Goal: ship tool-using LLM agents without turning your tool layer into an un-auditable software supply chain.

1) Inventory and ownership
- List every MCP server and every tool it exposes.
- Assign a human owner per tool (not per repo). Include an on-call rotation or escalation path.
- Record the tool’s side effects (read-only vs write) and the systems it touches (CRM, billing, infra, code, docs).
- Define a deprecation policy: who can remove tools, and how clients are notified.

2) Gateway architecture (recommended baseline)
- Put a single gateway in front of tool execution.
- Require all tool calls to pass through the gateway for policy checks, identity binding, logging, and quotas.
- Decide where tools run: developer laptops (prototype only), central services, or isolated sandboxes for untrusted tools.

3) Identity and authorization
- Define execution identity: service principal, delegated user token, or both.
- Make attribution mandatory: every tool action must map to an actor and tenant.
- Implement least-privilege scopes per tool action (e.g., “tickets:read”, “tickets:write”), not broad “admin” access.
- Add approval gates for high-risk actions (money movement, prod changes, exports of sensitive data).

4) Auditability (incident-grade logs)
- Log a correlation ID per agent run and per tool call.
- Store: tool name + version, actor identity, policy decision, timestamp, redacted parameters, and redacted outputs.
- Ensure logs are searchable and retained long enough for investigations.
- Validate you can reconstruct: prompt/context source → tool selection → parameters → side effects.

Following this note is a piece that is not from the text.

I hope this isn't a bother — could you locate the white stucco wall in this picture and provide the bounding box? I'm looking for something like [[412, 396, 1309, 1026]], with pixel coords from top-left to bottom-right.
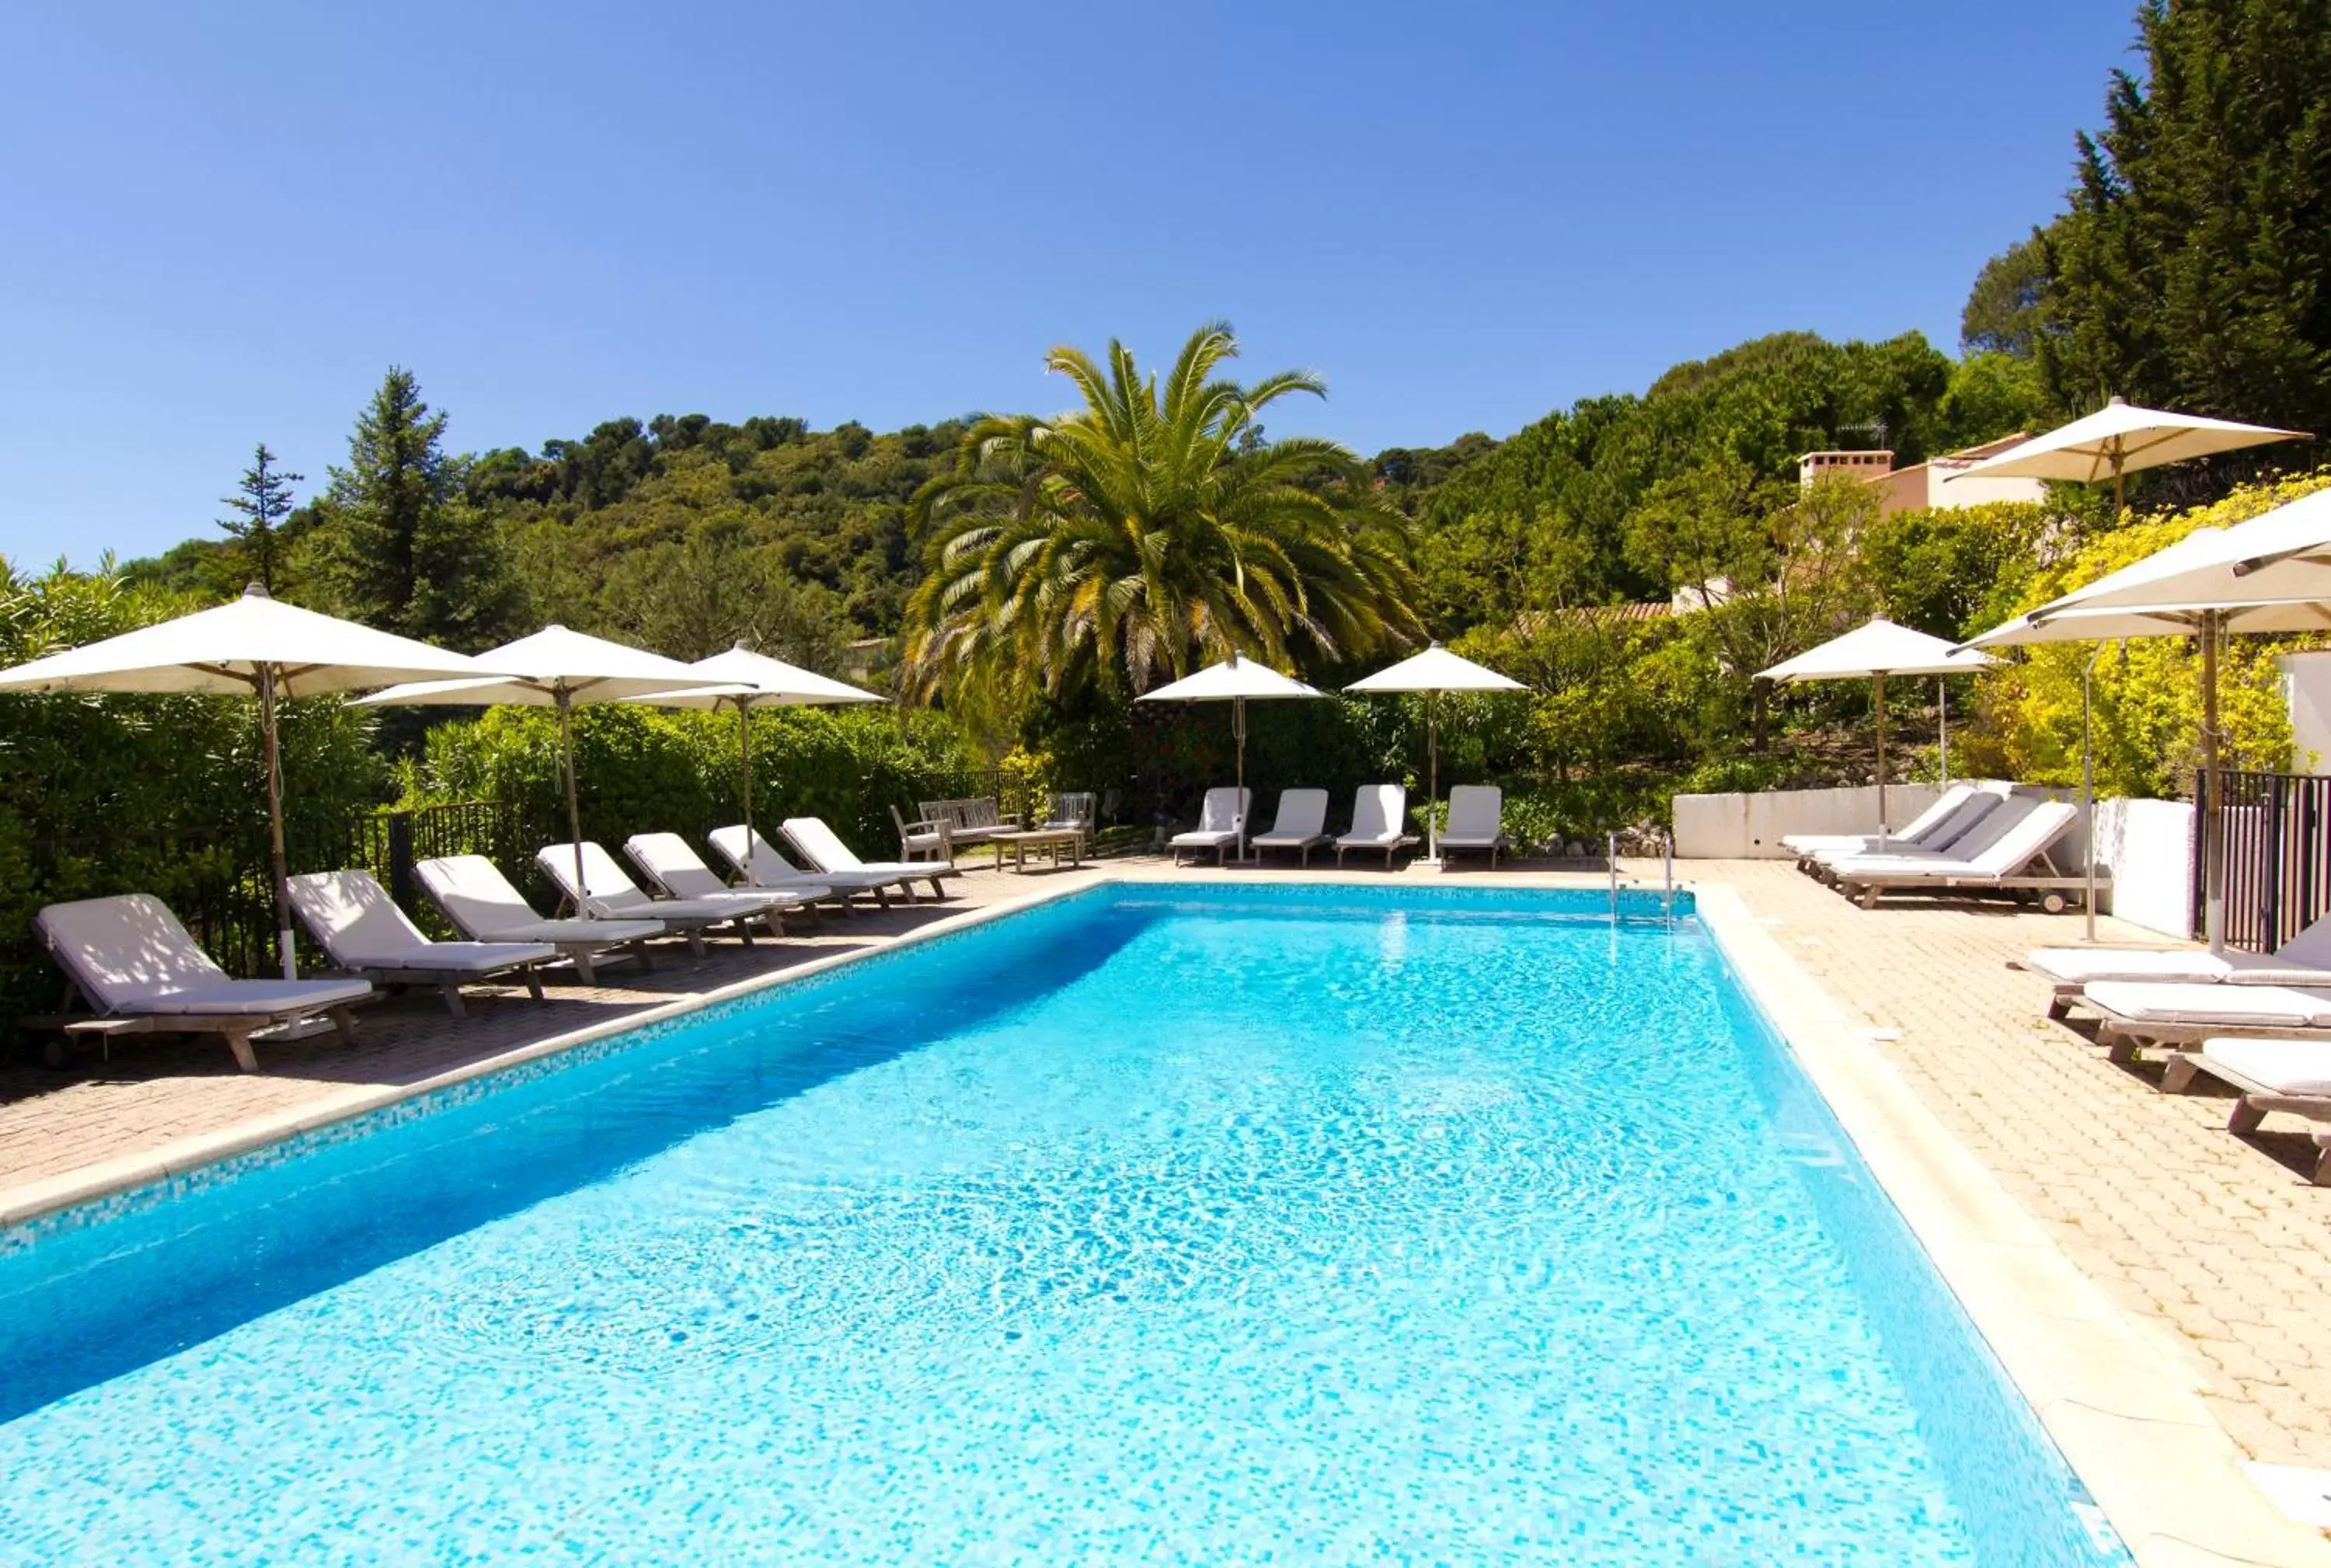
[[2091, 796, 2196, 939], [2276, 650, 2331, 774], [1672, 784, 1944, 859]]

5) Budgets and rate limiting
- Set quotas per user and per tenant for: tool calls, downstream API calls, and model usage.
- Enforce budgets at the gateway; fail closed when attribution is missing.
- Surface spend/usage to operators and, where appropriate, to end users.

6) Tool engineering standards
- Use strict schemas; reject ambiguous inputs.
- Make destructive actions explicit; support “dry run” where possible.
- Add idempotency keys to prevent duplicate creates/charges on retries.
- Treat tools like production APIs: tests, versioning, code review, and monitoring.

7) Runbooks and kill switches
- Create a documented kill switch to disable a tool (or entire MCP server) quickly.
- Define rollback procedures for each high-risk tool (how to undo a write).
- Write a “tool incident” runbook: triage steps, who gets paged, what data to pull, and how to communicate.

Exit criteria before production
- You can answer: who ran this tool call, under what permissions, with what inputs, and what changed.
- High-risk tools require explicit approvals.
- Budgets are enforced and visible.
- There is a tested kill switch and a runbook.